We've been picking on Mayor Greg Nickels a lot lately, accusing him of overselling South Lake Union development with misleading numbers, busting him for offering a sweetheart Seattle City Light subsidy to a corporate customer, and harassing him for buying off new council members with fundraising parties. But, starting with a Department of Development and Planning (DPD) public hearing on Tuesday, February 24, we're back in Nickels' camp. The hearing will unveil plans that, at Nickels' behest, start rethinking building codes to increase density around town. "Philosophically, he's not opposed to [raising] building heights," says Deputy Mayor Tim Ceis. "For example, the IDX Tower [the city's biggest high-rise built in the last 10 years] topped out at 450 feet, and the mayor doesn't think that's appropriate. It should have gone 20 stories more. It is time to reconsider height limits."

If anyone can push this city to grow up--a city that has a history of blocking development with height caps--it's Nickels. Despite conventional wisdom during the 2001 election casting Nickels as a nice "Seattle Way" kind of guy, we actually saw Nickels for what he was--a badass. "Sparring against the Republican majority at the county level will serve him well," we wrote on November 1, 2001. "Nickels is battle-ready" and "indomitable." "Nickels will bring the kind of horsepower to city hall that's been missing for years," we concluded.

Indeed. After two years of checking things off his list (the monorail, Northgate development, lifting the UW lease lid, and biotech investment) Nickels is now turning to the issue that wonks in The Stranger's news department care most about: upping density. Turning Seattle into a real city--with fat, vibrant neighborhoods, a rapid public transit like the monorail, and all-night pizza shops (a personal pet peeve)--literally tops The Stranger's wish list. So, we're psyched that we've now got a pro-density, fisticuffs mayor who's been willing to put his straightforward priorities above Seattle's tentative process. "We've looked at a small core of downtown," says DPD staffer John Rahaim. "[Nickels] is talking about much more."

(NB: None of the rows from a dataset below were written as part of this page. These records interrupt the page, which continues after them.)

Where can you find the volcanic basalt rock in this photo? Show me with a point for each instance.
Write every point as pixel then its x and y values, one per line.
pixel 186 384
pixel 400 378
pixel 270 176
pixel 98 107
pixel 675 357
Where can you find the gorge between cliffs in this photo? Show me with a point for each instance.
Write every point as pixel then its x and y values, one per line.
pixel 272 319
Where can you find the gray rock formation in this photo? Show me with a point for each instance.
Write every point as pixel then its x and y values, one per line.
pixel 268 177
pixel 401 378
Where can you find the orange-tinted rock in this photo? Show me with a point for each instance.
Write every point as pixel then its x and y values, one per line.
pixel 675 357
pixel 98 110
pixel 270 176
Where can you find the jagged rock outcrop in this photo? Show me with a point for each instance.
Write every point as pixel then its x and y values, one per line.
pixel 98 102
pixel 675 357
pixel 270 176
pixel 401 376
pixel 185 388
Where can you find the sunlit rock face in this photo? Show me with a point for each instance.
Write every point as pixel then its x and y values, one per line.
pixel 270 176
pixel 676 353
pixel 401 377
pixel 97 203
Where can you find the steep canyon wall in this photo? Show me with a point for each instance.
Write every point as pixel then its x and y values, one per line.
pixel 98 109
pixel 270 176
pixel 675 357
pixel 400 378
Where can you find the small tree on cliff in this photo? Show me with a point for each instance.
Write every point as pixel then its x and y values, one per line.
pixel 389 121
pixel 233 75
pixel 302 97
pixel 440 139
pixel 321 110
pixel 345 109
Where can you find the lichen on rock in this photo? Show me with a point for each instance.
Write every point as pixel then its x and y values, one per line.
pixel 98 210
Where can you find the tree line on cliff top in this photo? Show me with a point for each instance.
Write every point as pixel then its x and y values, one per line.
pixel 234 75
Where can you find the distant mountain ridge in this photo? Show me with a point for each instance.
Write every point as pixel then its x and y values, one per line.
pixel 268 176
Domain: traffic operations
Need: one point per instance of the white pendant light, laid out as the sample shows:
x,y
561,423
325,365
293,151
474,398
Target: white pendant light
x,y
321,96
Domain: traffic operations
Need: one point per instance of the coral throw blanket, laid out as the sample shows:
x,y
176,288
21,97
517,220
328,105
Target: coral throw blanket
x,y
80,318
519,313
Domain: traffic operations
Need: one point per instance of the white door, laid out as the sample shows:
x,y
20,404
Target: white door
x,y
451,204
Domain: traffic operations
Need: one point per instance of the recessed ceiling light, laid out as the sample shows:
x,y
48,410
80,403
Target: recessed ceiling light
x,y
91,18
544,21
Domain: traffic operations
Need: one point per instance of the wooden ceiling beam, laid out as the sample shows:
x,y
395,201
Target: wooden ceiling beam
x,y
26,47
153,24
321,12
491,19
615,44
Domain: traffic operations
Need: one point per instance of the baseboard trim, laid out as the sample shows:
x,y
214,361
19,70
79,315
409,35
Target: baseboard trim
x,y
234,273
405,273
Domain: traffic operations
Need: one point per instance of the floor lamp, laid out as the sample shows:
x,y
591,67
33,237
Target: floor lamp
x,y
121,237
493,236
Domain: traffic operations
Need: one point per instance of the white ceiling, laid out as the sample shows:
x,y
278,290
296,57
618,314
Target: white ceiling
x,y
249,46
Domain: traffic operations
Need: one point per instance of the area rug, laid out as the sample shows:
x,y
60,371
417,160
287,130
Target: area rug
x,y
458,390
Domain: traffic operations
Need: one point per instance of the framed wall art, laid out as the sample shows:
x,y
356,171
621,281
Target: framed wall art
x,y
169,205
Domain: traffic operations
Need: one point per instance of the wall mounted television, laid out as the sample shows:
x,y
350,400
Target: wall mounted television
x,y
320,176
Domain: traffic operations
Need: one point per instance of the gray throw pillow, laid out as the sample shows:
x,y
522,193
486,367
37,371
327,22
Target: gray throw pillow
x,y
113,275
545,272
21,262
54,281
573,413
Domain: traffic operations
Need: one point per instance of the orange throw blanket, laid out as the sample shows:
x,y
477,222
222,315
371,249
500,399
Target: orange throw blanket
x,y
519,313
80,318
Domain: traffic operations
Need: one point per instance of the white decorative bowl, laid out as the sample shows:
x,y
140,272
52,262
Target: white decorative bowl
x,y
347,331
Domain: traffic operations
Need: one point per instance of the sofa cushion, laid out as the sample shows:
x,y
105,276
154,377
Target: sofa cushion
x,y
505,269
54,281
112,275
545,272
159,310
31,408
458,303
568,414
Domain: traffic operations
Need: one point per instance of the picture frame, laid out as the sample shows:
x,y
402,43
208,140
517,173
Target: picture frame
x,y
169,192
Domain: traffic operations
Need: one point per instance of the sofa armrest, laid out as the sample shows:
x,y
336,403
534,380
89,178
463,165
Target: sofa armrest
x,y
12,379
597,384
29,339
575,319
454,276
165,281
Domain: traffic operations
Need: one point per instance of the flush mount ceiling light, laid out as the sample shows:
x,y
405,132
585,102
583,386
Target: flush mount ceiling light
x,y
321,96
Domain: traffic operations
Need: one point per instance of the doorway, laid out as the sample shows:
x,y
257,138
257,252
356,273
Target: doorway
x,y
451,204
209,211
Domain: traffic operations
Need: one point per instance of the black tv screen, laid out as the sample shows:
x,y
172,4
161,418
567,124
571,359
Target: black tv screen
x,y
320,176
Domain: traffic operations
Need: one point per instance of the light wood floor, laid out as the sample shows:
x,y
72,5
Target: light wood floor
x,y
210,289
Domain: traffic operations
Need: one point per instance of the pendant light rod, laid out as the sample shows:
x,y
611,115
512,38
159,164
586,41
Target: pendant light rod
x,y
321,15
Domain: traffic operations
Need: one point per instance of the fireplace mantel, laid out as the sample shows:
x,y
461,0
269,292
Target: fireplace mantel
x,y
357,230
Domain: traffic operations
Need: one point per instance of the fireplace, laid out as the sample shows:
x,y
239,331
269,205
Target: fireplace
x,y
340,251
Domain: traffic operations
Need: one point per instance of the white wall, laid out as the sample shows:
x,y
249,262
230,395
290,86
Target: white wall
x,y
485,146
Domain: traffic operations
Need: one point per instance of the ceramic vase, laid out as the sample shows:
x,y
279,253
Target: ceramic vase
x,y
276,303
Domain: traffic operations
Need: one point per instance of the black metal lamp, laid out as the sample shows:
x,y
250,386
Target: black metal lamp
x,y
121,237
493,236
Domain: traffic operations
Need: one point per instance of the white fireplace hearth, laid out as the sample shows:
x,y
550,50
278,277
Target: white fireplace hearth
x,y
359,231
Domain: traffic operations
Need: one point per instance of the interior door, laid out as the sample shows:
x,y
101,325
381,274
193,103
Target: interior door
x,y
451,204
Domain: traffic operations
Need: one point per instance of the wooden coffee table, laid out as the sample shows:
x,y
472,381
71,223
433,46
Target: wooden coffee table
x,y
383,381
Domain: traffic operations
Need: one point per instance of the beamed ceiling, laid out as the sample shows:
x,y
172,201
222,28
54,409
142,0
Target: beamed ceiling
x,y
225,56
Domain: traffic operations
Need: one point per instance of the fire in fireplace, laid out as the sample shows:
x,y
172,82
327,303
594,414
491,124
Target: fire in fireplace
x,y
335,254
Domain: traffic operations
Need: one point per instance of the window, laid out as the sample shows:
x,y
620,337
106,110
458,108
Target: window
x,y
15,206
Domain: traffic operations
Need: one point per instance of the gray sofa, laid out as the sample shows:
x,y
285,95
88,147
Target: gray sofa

Nickels added First Hill, Pioneer Square, Belltown, South Lake Union, and the International District to the list of neighborhoods that should be dotted with taller buildings and mixed-use developments, and subject to relaxed development requirements. Nickels laid down the law in his State of the City speech this month: "I am proposing a new policy for development in Seattle. Let's shift policy from capping residential growth... to unleashing it. Let's stimulate residential development not just downtown, but also in neighborhoods nearby. Let's double the population west of Boren Avenue."

In the next 20 years, Seattle is expected to grow by 100,000 people. Nickels wants to pack a third of those folks into a high-energy, pedestrian-centered swath of Seattle that sweeps from Pioneer Square to Lower Queen Anne to West Capitol Hill. Nickels says legislation is on its way. We can't wait to see it, Greg, and this time we'll be in your corner.